Раскрыла духовные очи слепым и революция, и какими ясными стали пути Божий в глазах прозревших, как громко могли бы поведать славу Божию все те, кого Господь чудесно спас от ужасов, постигших Россию... И думается мне, что каждый добросовестный человек обязан поведать эту славу и выполнить свой долг перед Богом.
Не для собственного прославления пишу я свои воспоминания, не из гордости отмечаю отражения Промысла Божия в своей жизни, а по требованию совести, обязывающей меня быть верным долгу христианина.
Начались мои испытания арестом 1 марта 1917 года, когда я был препровожден в министерский павильон Государственной Думы и выпущен оттуда 5 марта утром, после чего уехал к сестре, в ее имение в N-ской губернии, где и оставался до 8 апреля.
С 11 апреля по 25 мая я провел у матери, в Киеве, а с 26 мая по 26 июня -в N-ской губернии, в имении брата, после чего снова уехал к сестре в N-скую губернию, где и оставался до 8 ноября, дня вторичного отъезда в Киев, в котором пробыл почти 2 года, разделив его ужасную участь... Только 12 сентября 1919 года мне удалось вырваться из Киева и приехать в Харьков, где я оставался до 28 октября и откуда, ввиду наступления большевиков, должен был бежать в Ростов и оставаться там до 7 ноября, после чего спускаться еще южнее, в Пятигорск, в котором я и прожил до конца кошмарного 1919 года с 15 ноября по 31 декабря. Везде я встречал своих, друзей, у которых находил не только приют, но и радушие и помощь, везде видел заботливую Руку Промысла Божия. 1 января 1920 года я был вынужден выехать из Пятигорска в Екатеринодар, где пробыл до 10 января, и вновь спасаться бегством от большевиков, приближавшихся к Екатеринодару. С чрезвычайными трудностями я добрался 14 января до Новороссийска, откуда беженская волна выбросила меня в Константинополь, затем в Сербию, куда я прибыл 9 февраля и где оставался до сентября 1920 года, пока не водворился в Италии, под кровом Святителя Николая...

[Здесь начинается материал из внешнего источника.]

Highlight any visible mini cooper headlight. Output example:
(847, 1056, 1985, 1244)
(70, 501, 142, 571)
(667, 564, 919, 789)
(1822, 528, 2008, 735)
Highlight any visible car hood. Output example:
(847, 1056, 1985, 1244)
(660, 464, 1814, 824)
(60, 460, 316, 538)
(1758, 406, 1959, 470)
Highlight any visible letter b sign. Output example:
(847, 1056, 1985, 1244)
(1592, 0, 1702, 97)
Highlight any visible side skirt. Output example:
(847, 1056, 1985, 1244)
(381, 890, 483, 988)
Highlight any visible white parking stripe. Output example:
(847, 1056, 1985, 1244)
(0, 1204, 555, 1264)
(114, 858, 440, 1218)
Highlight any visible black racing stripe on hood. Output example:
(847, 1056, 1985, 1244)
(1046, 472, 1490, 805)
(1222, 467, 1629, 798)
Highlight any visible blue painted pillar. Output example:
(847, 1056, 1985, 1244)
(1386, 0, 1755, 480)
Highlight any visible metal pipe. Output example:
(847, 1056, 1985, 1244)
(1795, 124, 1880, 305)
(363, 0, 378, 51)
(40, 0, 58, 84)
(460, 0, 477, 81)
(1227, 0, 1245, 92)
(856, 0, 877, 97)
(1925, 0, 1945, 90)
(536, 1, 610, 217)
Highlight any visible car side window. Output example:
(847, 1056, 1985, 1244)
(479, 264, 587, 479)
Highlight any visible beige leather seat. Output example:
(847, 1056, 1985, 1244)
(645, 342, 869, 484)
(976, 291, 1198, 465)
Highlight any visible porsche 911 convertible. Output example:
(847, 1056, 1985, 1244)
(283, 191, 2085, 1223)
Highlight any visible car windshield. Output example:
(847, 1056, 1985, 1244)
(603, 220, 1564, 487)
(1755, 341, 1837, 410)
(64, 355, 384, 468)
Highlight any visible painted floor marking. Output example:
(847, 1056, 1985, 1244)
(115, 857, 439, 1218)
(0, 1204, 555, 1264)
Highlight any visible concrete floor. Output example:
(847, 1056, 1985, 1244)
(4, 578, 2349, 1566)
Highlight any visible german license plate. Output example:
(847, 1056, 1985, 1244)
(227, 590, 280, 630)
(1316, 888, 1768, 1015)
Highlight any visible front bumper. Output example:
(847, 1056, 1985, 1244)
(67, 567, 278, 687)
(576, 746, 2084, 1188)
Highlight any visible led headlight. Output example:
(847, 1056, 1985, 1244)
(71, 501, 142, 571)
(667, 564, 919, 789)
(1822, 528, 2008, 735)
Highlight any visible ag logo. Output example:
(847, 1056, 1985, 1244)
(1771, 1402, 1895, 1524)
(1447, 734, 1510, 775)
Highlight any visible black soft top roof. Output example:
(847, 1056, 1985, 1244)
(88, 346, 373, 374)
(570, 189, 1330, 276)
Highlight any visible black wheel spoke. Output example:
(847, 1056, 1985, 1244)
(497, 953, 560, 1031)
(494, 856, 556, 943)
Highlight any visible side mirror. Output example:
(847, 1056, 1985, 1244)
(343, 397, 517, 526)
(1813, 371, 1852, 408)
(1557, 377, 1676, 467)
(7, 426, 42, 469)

Описанию этого крестного пути я и хотел бы посвятить последующие главы.
ГЛАВА 2
После ареста
Кто из нас не встречался с теми или иными разочарованьями, не возмущался проявленьями гнусности, измены и предательства, не задыхался в атмосфере лжи, хитрости и лукавства, не изнемогал в непосильной борьбе с окружающим, чья вера в конечное торжество правды не подвергалась испытаниям при виде царившей вокруг неправды и сатанинской злобы!?
8
И это тогда, когда ложь еще выдавала себя за правду, когда самые гнусные пороки еще облекались в нарядную внешность, когда глумленье над законами Бога и нравственными велениями еще боялось проявлять себя открыто...
Но вот зло восторжествовало, разразилась революция и... все то, что так тщательно скрывалось, вдруг неудержимым, бешеным потоком вырвалось наружу... В изумлении, оглядываясь беспомощно по сторонам, я спрашивал себя: "Куда же девалась совесть, куда исчезла честь или хотя бы столь дорого ценимое людьми "личное самолюбие?.." Те самые люди, которые еще вчера так громко величались своим уважением к долгу, так высоко превозносили свою честь, были так чувствительны к требованиям личного самолюбия, эти люди сделались сегодня неузнаваемы. Одни по убеждению, другие "страха ради иудейска" пресмыкались пред толпою и не только отдавали ей все, чему вчера поклонялись, но даже старались авансом заручиться ее расположением, становились гнуснейшими предателями и подогревали разгоревшиеся преступные страсти толпы. Другие, стараясь отмежеваться от толпы, в то же время отмежевывались и от ее жертв, опасаясь навлечь на себя подозрения симпатиями к пострадавшим. Они занимали двойственную позицию и отрекались от всех своих прежних убеждений и связей, от прежних благодетелей, друзей и знакомых и, встречаясь с ними, трепетной рукой прикрывали красные банты в петлице - эмблему солидарности с революцией, дрожали от страха и помышляли лишь о своей личной безопасности.
Что же это было?
Обнаруженный подлог, прикрывавший отсутствие моральных начал величавыми тогами и бьющими в глаза декорациями, создававшими иллюзию "Святой Руси", или массовый психоз, то малодушие, какое хуже лжи, ибо является замаскированной ложью, надувательством своей собственной совести?
И то и другое!
И засвидетельствовали этот печальный факт не "верхи" и не "низы", на долю которых досталось наибольше обвинений, а та середина, какая от низов отстала, а к верхам не пристала, та "интеллигенция", какую составляли стриженые батюшки и семинаристы, недоучившаяся молодежь, женщины, не нашедшие себе применения, мелкие чиновники и адвокаты, газетные репортеры и писаки типа Горького - словом, весь тот элемент, из которого состояла так называемая "прогрессивная общественность", прикрывавшаяся высокими лозунгами и претендовавшая на особое внимание и уважение. Все эти люди считали себя радетелями народного блага, передовыми людьми, тогда как на самом деле были лишь глупыми людьми, объединенными между собой общей ненавистью к аристократии и завистью к ее преимуществам.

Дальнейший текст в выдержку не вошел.